Each committee has a guiding mission statement and a staff liaison who provides institutional knowledge and logistical support. However, the committee members, and especially the chair, have considerable latitude to develop and implement new initiatives or retire old ones. The entire committee meets twice per year, once in September in Washington, D.C., and once at DDW. Between the meetings, working groups are formed to move the various programs forward. In addition to the Career Development Workshops, the TEC committee organizes the Young Delegates program (which allows any AGA member to volunteer on small, time-limited projects), a symposium at DDW focused on trainee and early career issues, and a networking event at DDW. Moreover, we collaborate with other committees and provide input from the perspective of younger members on larger initiatives such as the AGA Equity Project and Career Compass.

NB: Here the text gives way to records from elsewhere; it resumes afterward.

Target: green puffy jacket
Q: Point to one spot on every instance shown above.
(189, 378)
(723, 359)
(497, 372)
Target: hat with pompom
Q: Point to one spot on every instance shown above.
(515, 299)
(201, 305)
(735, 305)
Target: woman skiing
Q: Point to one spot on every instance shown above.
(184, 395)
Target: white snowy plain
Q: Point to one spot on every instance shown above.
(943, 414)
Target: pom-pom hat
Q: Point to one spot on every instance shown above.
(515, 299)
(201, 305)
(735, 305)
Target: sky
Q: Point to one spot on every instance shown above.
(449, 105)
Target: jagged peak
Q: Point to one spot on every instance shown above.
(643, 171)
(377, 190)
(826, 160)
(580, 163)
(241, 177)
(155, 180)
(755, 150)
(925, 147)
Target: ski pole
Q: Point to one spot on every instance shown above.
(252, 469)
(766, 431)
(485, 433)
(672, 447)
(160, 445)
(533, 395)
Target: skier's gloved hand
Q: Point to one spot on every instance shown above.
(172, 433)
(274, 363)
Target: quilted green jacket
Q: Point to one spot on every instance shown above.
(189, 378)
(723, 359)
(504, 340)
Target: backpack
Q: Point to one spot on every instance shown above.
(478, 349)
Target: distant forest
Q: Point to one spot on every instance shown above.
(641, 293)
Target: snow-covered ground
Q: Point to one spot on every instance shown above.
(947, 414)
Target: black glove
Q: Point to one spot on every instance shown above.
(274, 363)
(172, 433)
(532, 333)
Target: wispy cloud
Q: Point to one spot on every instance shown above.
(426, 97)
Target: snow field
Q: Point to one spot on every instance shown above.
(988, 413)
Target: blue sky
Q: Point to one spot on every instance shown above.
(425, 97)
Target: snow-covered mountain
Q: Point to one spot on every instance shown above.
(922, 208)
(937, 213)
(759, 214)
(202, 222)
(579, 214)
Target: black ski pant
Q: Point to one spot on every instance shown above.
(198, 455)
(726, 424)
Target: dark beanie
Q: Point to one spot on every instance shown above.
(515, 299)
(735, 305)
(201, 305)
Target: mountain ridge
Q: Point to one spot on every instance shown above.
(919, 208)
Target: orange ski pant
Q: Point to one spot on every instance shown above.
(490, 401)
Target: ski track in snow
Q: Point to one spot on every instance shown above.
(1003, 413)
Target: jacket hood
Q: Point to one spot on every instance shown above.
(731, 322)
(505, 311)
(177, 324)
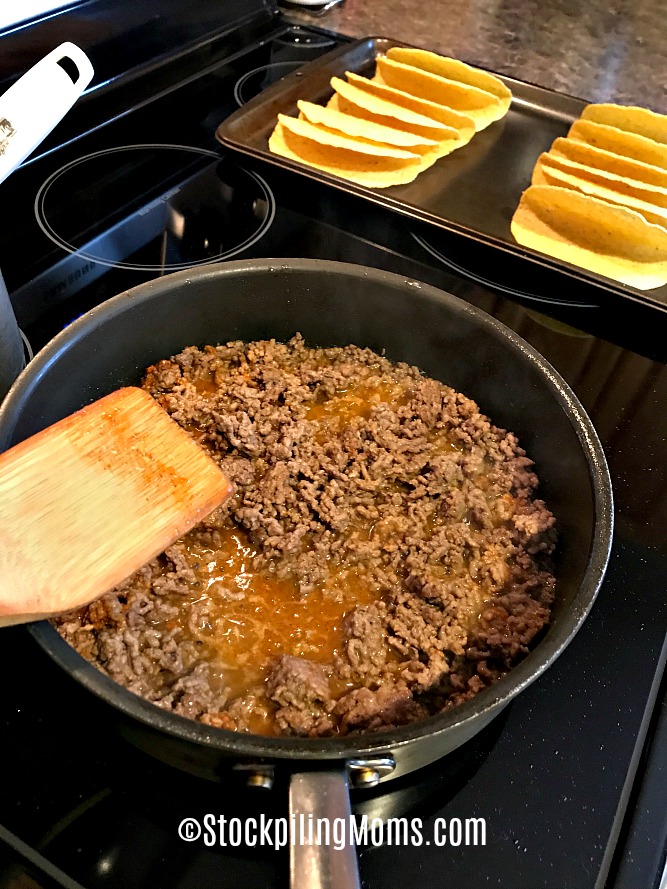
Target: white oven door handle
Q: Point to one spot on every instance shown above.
(32, 106)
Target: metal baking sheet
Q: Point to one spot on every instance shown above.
(472, 192)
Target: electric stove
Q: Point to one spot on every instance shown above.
(570, 779)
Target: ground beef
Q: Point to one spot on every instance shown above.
(350, 471)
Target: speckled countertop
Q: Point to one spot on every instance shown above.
(602, 50)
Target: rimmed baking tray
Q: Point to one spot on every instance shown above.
(473, 192)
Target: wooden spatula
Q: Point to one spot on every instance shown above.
(89, 500)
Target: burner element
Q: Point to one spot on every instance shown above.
(155, 208)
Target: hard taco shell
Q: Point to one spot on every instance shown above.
(608, 162)
(452, 69)
(590, 233)
(349, 99)
(369, 165)
(483, 107)
(620, 142)
(465, 126)
(630, 118)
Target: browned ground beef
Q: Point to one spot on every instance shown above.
(346, 466)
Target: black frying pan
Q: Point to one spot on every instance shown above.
(334, 304)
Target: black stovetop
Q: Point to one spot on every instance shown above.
(569, 778)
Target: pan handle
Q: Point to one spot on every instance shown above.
(321, 799)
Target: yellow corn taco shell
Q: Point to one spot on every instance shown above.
(546, 174)
(358, 128)
(590, 233)
(369, 165)
(452, 69)
(354, 101)
(465, 126)
(625, 167)
(621, 142)
(628, 190)
(484, 108)
(629, 118)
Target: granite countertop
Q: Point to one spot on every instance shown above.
(600, 51)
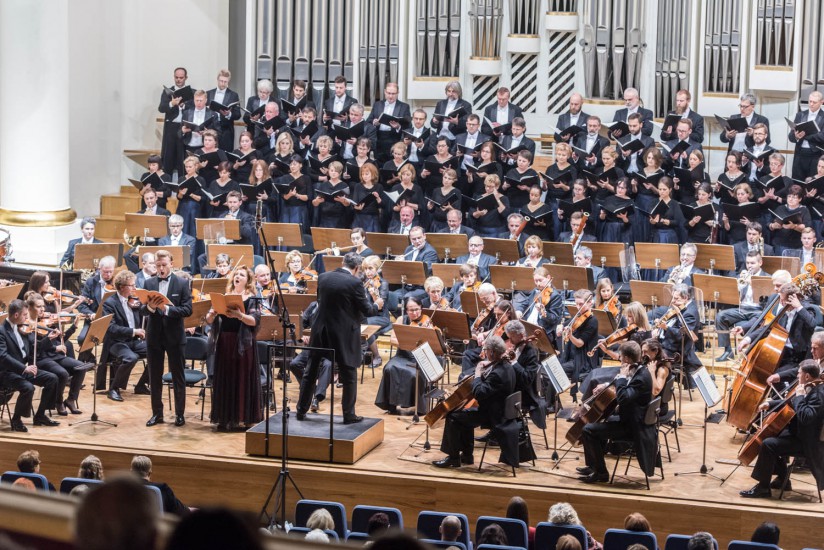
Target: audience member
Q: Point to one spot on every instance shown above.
(103, 521)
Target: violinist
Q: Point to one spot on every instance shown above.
(125, 340)
(633, 389)
(494, 381)
(800, 438)
(579, 336)
(377, 291)
(397, 387)
(51, 357)
(477, 257)
(668, 329)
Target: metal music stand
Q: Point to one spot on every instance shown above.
(559, 253)
(511, 278)
(448, 246)
(504, 250)
(657, 256)
(94, 336)
(387, 244)
(715, 257)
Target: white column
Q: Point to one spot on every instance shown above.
(34, 126)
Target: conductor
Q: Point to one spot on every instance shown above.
(342, 304)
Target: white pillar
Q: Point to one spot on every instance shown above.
(34, 127)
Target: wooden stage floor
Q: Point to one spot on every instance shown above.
(206, 467)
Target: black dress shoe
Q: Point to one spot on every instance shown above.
(448, 462)
(757, 491)
(595, 477)
(154, 420)
(18, 426)
(43, 420)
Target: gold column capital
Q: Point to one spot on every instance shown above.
(34, 218)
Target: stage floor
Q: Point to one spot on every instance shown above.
(205, 466)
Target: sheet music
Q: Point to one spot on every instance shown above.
(706, 386)
(555, 373)
(430, 366)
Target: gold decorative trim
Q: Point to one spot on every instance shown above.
(33, 218)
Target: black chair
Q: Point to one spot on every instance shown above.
(650, 419)
(667, 422)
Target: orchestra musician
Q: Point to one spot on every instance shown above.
(633, 389)
(801, 438)
(494, 381)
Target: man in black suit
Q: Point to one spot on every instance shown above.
(342, 305)
(171, 149)
(801, 438)
(338, 103)
(256, 103)
(199, 113)
(805, 157)
(87, 226)
(575, 116)
(165, 335)
(125, 338)
(501, 112)
(494, 381)
(477, 257)
(744, 140)
(19, 373)
(633, 105)
(454, 125)
(226, 118)
(682, 109)
(633, 390)
(752, 244)
(388, 135)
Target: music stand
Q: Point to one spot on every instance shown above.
(447, 273)
(403, 272)
(146, 225)
(388, 244)
(657, 256)
(651, 293)
(512, 278)
(279, 260)
(605, 254)
(559, 253)
(504, 250)
(87, 256)
(569, 277)
(284, 234)
(94, 336)
(715, 257)
(9, 293)
(448, 246)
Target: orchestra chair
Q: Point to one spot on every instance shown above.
(429, 522)
(786, 481)
(679, 542)
(305, 507)
(667, 422)
(196, 350)
(650, 419)
(39, 480)
(69, 483)
(361, 514)
(747, 545)
(515, 529)
(548, 533)
(621, 539)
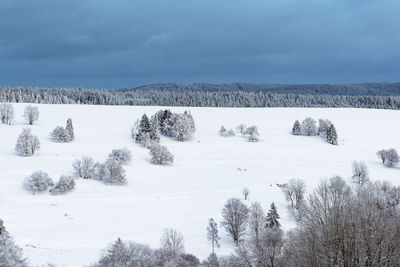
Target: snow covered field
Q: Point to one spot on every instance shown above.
(72, 229)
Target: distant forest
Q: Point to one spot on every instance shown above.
(368, 95)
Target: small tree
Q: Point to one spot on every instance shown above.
(64, 185)
(84, 168)
(160, 155)
(122, 155)
(27, 144)
(6, 113)
(235, 219)
(212, 234)
(31, 114)
(272, 217)
(245, 192)
(70, 129)
(308, 126)
(296, 129)
(38, 181)
(360, 172)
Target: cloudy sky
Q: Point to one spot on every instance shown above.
(126, 43)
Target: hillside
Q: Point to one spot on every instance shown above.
(72, 229)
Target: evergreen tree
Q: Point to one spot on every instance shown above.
(70, 129)
(331, 136)
(296, 130)
(272, 217)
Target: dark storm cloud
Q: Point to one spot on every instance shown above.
(95, 43)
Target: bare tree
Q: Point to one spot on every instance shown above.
(235, 218)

As chair, we lead the twice-yearly meetings as well as the working groups. We strongly encourage all committee members to participate on at least one working group, which develops leadership skills and provides the opportunity to moderate sessions for the Career Development Workshops and DDW symposium. Moreover, we solicit feedback on ways to improve current programming, start new initiatives, and work with other committees that the TEC committee members are part of. Trainees and early career members are seen as a key constituency group within the AGA, and we take the responsibility of increasing the value of membership for this group seriously.
As early-career physicians ourselves, we also view the chance to serve as a committee chair as a great career development opportunity. It allows us to expand our professional networks, help shape an organization that is a leading voice and advocate for digestive health, and meet the needs of young members who are the future of the AGA.

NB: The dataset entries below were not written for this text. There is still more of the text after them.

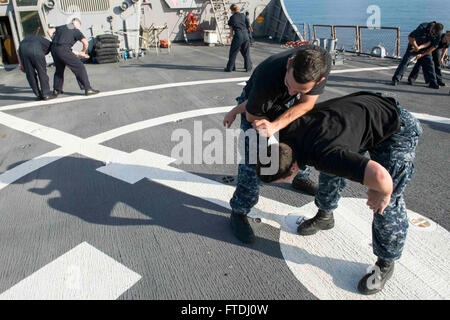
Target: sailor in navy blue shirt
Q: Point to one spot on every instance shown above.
(424, 33)
(32, 52)
(438, 56)
(239, 25)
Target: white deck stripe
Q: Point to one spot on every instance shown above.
(131, 167)
(118, 92)
(155, 87)
(362, 70)
(83, 273)
(60, 138)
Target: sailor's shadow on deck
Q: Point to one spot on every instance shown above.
(92, 196)
(387, 88)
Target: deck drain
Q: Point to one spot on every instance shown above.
(227, 179)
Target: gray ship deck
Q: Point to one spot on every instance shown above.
(72, 227)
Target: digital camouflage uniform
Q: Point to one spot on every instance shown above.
(397, 155)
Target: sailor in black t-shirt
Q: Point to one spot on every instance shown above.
(437, 56)
(333, 138)
(281, 89)
(239, 26)
(64, 37)
(32, 52)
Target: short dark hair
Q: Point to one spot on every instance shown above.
(309, 65)
(286, 160)
(438, 27)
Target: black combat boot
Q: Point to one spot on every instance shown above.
(323, 220)
(376, 282)
(241, 228)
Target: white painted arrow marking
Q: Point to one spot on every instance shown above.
(83, 273)
(139, 164)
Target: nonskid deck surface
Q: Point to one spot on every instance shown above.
(93, 205)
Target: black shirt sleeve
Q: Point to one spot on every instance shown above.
(78, 35)
(318, 88)
(247, 22)
(258, 104)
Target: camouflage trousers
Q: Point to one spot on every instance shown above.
(247, 190)
(397, 155)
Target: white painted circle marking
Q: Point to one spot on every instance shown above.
(331, 263)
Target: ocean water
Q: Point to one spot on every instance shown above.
(406, 14)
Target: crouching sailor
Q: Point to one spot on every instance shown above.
(32, 52)
(333, 137)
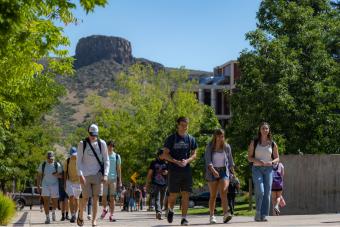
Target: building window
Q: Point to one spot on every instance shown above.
(207, 97)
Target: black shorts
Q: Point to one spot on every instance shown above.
(179, 181)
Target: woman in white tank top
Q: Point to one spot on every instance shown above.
(219, 161)
(263, 152)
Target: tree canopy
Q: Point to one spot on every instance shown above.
(28, 37)
(290, 77)
(142, 111)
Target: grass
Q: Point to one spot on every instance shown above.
(7, 209)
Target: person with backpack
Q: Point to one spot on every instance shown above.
(63, 197)
(72, 187)
(114, 182)
(263, 153)
(233, 189)
(179, 150)
(48, 173)
(277, 187)
(93, 169)
(156, 182)
(218, 162)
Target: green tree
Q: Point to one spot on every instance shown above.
(141, 112)
(290, 78)
(29, 36)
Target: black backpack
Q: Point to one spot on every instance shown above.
(60, 180)
(256, 141)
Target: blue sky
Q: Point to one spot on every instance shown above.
(196, 34)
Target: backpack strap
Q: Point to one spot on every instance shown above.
(255, 144)
(56, 166)
(43, 168)
(68, 162)
(85, 141)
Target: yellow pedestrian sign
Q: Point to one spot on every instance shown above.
(134, 177)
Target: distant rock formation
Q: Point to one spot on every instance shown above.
(95, 48)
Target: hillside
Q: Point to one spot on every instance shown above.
(99, 59)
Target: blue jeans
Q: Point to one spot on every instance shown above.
(262, 178)
(158, 194)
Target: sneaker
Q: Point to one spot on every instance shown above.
(170, 216)
(73, 219)
(277, 210)
(53, 216)
(213, 220)
(264, 219)
(112, 219)
(159, 215)
(47, 221)
(103, 214)
(184, 222)
(227, 217)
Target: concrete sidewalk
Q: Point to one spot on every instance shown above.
(30, 218)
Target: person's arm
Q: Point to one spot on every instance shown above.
(251, 157)
(207, 158)
(106, 159)
(119, 173)
(166, 156)
(148, 179)
(39, 178)
(276, 154)
(80, 154)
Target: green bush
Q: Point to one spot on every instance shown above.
(7, 209)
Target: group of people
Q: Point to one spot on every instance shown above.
(95, 167)
(92, 169)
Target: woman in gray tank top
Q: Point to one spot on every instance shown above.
(263, 152)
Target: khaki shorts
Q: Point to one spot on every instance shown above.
(109, 188)
(73, 189)
(92, 185)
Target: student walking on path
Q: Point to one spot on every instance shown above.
(179, 150)
(263, 153)
(218, 161)
(93, 168)
(73, 188)
(110, 187)
(48, 173)
(277, 187)
(156, 182)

There is no doubt that all of you have achieved amazing things on the way to becoming a trainee or early career professional in the competitive fields of gastroenterology and hepatology. The AGA is constantly looking for bright, motivated individuals to serve as volunteers and future leaders. Our experience shows that with a bit of persistence to get in the door – through Young Delegates or a committee – along with lots of hard work along the way, you will be in a great position to rise through the ranks and help lead an organization at the vanguard of our field.
Dr. Liang is assistant professor of medicine and population health, New York University Langone Health, and a staff physician at VA New York Harbor Health Care System. Dr. Pointer is a founder and managing partner of Digestive and Liver Health Specialists. She is on staff as a clinical gastroenterologist at Tristar Hendersonville (Tenn.) Medical Center. They have no conflicts of interest.